Num sistema político que virou mais oligárquico, o grande vencedor de todo esse processo da polarização – e esse é o grande paradoxo do Brasil – é o fortalecimento da oligarquia do Centrão. Olhando por toda essa ótica, não há nada a comemorar de 2013. Aqueles meninos que lutavam por tarifa zero não eram os pobres da periferia de São Paulo, não há nenhum dado que mostra isso. Basearam-se numa lógica completamente extremista-anarquista e, de modo involuntário, favoreceu outros extremistas. A reconstrução do sistema político vai ser dura, vai ser complexa, difícil. 

Como o Centrão impacta as mudanças esperadas para a economia e outras reformas?

Este é o ponto central. Não impede mudanças, porque estão ocorrendo em alguma medida. Mas reduz a velocidade e aumenta o custo para fazer essas mudanças, num valor muito alto para a República brasileira. Qual é a saída que o governo está propondo? Em parte, ele está emparedado e às vezes faz decisões irracionais, porque não consegue sair da lógica da polarização. 
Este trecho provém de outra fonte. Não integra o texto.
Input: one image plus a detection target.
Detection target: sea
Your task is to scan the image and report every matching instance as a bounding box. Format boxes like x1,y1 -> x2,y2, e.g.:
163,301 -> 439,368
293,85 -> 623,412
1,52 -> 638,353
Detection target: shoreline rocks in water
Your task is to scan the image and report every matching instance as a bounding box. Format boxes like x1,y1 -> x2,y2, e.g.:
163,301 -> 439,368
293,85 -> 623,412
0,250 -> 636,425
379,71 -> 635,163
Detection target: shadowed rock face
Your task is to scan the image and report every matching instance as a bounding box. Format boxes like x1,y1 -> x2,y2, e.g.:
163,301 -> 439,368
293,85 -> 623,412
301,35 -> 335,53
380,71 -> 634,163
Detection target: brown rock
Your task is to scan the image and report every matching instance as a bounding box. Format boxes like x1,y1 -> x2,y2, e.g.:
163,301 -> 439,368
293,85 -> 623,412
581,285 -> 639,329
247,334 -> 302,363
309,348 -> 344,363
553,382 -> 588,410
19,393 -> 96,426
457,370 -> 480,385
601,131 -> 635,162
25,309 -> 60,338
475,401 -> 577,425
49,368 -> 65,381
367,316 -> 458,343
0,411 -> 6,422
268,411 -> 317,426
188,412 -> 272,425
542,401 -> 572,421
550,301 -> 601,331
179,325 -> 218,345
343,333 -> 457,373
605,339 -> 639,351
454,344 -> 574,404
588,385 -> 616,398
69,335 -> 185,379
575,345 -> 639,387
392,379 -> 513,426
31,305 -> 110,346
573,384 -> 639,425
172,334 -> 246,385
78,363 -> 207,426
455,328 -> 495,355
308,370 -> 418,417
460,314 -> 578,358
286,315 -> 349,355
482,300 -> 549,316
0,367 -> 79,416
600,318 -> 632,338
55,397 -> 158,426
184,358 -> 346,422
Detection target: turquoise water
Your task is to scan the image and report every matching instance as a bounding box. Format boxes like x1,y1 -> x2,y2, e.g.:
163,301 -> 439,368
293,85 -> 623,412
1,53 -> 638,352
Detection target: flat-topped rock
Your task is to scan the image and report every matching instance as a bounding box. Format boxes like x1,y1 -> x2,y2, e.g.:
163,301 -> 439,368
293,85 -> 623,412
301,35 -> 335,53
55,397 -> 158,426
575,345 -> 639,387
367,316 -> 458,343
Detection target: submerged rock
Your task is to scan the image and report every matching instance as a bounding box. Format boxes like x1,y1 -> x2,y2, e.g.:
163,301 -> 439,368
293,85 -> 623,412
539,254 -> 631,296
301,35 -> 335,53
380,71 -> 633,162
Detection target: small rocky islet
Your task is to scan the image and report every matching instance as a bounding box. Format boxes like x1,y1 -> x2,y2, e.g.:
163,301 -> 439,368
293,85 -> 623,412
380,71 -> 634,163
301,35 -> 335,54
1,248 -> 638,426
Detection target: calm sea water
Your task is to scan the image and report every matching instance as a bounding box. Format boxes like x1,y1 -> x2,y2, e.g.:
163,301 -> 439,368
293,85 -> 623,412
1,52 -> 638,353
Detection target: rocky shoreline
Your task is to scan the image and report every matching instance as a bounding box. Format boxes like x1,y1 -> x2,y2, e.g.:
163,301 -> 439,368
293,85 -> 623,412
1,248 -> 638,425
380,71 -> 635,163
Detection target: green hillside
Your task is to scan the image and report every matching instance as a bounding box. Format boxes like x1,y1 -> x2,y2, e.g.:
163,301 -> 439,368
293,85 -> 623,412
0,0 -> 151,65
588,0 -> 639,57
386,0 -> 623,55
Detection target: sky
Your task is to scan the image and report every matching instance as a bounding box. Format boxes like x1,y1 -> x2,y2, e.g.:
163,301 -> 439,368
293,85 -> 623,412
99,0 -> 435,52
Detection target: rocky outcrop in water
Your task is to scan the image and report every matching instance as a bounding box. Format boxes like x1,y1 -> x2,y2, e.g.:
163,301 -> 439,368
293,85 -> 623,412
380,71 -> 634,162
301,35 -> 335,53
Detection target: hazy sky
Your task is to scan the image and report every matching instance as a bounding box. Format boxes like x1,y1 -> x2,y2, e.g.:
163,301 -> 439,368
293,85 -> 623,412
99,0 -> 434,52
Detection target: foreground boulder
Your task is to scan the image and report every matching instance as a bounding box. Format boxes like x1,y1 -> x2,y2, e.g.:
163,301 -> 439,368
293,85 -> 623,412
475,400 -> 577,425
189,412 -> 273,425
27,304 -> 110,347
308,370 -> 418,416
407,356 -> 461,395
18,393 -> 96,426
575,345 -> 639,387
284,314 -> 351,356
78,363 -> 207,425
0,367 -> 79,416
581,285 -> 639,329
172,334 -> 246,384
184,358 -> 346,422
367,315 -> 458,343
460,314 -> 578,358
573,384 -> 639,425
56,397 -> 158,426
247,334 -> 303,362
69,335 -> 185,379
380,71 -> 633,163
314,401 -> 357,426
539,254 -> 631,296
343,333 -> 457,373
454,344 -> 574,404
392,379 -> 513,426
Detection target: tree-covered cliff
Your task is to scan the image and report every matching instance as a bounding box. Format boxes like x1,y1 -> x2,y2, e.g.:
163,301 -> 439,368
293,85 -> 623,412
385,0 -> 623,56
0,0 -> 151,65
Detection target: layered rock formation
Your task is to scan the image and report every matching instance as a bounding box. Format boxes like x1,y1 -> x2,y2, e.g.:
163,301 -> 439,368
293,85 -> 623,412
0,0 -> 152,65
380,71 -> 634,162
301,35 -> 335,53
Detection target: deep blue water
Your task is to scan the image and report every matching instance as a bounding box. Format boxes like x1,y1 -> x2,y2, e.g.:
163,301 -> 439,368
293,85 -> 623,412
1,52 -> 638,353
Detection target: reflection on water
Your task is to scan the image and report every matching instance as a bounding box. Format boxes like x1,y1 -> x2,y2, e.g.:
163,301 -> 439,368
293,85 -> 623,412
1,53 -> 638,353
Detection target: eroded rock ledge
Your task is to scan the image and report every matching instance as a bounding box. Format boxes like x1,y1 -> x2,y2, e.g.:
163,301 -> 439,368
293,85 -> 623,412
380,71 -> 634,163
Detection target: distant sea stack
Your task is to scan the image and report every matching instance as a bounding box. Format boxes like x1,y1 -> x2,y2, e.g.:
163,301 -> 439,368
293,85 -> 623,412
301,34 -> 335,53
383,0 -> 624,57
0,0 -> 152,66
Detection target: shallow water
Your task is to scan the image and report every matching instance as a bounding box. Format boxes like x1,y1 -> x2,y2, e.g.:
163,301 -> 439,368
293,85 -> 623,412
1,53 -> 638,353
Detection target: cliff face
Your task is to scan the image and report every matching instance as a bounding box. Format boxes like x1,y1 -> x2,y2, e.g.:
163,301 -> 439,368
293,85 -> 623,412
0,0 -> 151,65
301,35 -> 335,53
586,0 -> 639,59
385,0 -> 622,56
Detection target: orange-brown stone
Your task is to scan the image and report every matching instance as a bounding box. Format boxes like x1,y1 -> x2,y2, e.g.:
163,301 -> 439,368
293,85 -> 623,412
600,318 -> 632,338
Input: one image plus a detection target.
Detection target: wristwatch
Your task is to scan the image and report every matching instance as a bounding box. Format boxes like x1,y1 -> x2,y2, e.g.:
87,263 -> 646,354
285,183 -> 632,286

Mas, em parte, onde consegue criar uma agenda de mudança ... a estratégia do governo é: se até o final de 2024 [data de eleições municipais] o cenário econômico for melhor do que o atual, no segundo biênio as mudanças podem ser mais velozes e o poder desse grupo, menor. É uma possibilidade [que] não acho absurda. Mas, mesmo que seja correta, a reformulação deste centrismo oligárquico e corrupto, criado pela lógica do antissistema, vai demorar pelo menos mais um mandato presidencial para ser reformado.